『SMAP×SMAP』、解散へ向かう中でも輝くSMAPという“チーム”の凄みと美しさ
茉秋選手は、「お母さんに買ってきてと言って、買ってきてもらったCD」「当時、一番流れていた」「今も好きです」と語った。そのおおらかさ、素朴さも含め、本当に今のゲストとしてベストな人選だったと思う。
解散発表以降、日々、テレビでは「世界に一つだけの花」「らいおんハート」「夜空ノムコウ」をBGMに、悲痛な調子でSMAPの話題が繰り返され、さまざまな媒体により、さまざまなウワサや臆測が囁かれてきた。実際、ファンの悲しみ、嘆き、空虚感は察するに余りあるものだろう。
でも、そうした報道により、SMAP関連の番組を見ること自体、暗く重くつらい思いになって、目を背けている人も多数いるだろう。
ところが、この日の『SMAP×SMAP』には驚いた。5人揃ったSMAPがあまりにも「SMAP」だったから。仲が良いとか、不仲とか、そんなつながり方をしているわけじゃない、プロ集団の凄みを見た気がしたからだ。
解散の本当の理由などわからない。でも、残念ながら「年内解散」が正式発表されたことによって、SMAPは今、「解散」という1つの事実に向かって、それぞれのスタンス・アプローチ法で、有終の美を飾るために全力で歩み始めたように見える。
SMAPの美しさって、ヌルい「わちゃわちゃ」感なんかじゃなく、まったく違う性質・価値観・考え方の人たちが1つの目的を持ったときに、個々の力を持ち寄って、ともに成し遂げようとする、プロとして、チームとしての美しさなんじゃないだろうか。
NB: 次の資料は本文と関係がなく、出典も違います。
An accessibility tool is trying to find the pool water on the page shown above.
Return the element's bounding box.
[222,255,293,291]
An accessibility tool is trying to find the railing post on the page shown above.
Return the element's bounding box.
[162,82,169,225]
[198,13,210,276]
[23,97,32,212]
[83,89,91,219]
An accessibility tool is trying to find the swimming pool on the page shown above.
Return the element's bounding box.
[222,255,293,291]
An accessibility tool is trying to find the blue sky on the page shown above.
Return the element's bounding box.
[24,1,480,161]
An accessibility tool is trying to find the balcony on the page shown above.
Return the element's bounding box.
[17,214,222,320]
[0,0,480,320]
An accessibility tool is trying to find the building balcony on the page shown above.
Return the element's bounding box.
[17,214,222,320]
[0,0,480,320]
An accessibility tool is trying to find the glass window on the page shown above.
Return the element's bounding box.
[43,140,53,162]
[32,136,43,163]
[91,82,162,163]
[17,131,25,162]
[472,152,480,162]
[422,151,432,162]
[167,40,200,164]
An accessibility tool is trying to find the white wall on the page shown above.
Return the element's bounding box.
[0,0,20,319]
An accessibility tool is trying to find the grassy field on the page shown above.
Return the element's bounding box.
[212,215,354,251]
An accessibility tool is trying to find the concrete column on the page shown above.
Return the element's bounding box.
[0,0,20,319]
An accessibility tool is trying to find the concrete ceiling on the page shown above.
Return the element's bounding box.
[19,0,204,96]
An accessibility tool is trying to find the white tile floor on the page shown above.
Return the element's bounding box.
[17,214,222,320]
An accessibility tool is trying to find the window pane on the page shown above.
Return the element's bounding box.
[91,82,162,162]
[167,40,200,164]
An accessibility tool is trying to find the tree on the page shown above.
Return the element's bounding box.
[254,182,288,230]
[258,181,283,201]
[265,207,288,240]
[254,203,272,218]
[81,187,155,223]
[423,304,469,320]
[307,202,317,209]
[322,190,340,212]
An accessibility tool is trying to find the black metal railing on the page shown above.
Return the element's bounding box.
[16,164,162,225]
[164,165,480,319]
そう思うと、12月31日に向けて、もしかしたらSMAPはこれから過去最高の輝きを見せてくれるかもしれない。
にもかかわらず、不思議なのは、さまざまな報道や、世間の声だ。
一時は「木村拓哉=裏切り者」説や「メリー副社長老害説」で盛り上がり、その後は「香取慎吾が原因」説で盛り上がり、この日の『SMAP×SMAP』においては「ギスギスした感じが見るに堪えない」「もうやめてしまえ」の声が続出。おまけに「木村と香取はやっぱり別々のチームだった」などと、これまで番組を見たことがないような妙なツッコミまで出ていた。
さらに恐ろしいのは、SMAP関連の報道がすでに沈静化しつつあるなか、これらのまったく異なる方向性のバッシングを、SMAPにもジャニーズにも興味のない人たちが掌返しのようにそのときどきの時流にのって、一斉にやっていそうなこと。そして、色眼鏡で「見た」気にだけなって、一通り誰かをバッシングすることに飽きたら、去っていきそうなこと。
メンバーの本当の思いや関係性など、一視聴者にはわからない。でも、この日、彼らが『SMAP×SMAP』で見せた姿は、本当に「SMAP」だった。それを色眼鏡で見てしまうのも、年末にかけてのSMAPの活動を見逃してしまうのも、なんだか非常にもったいない気がした。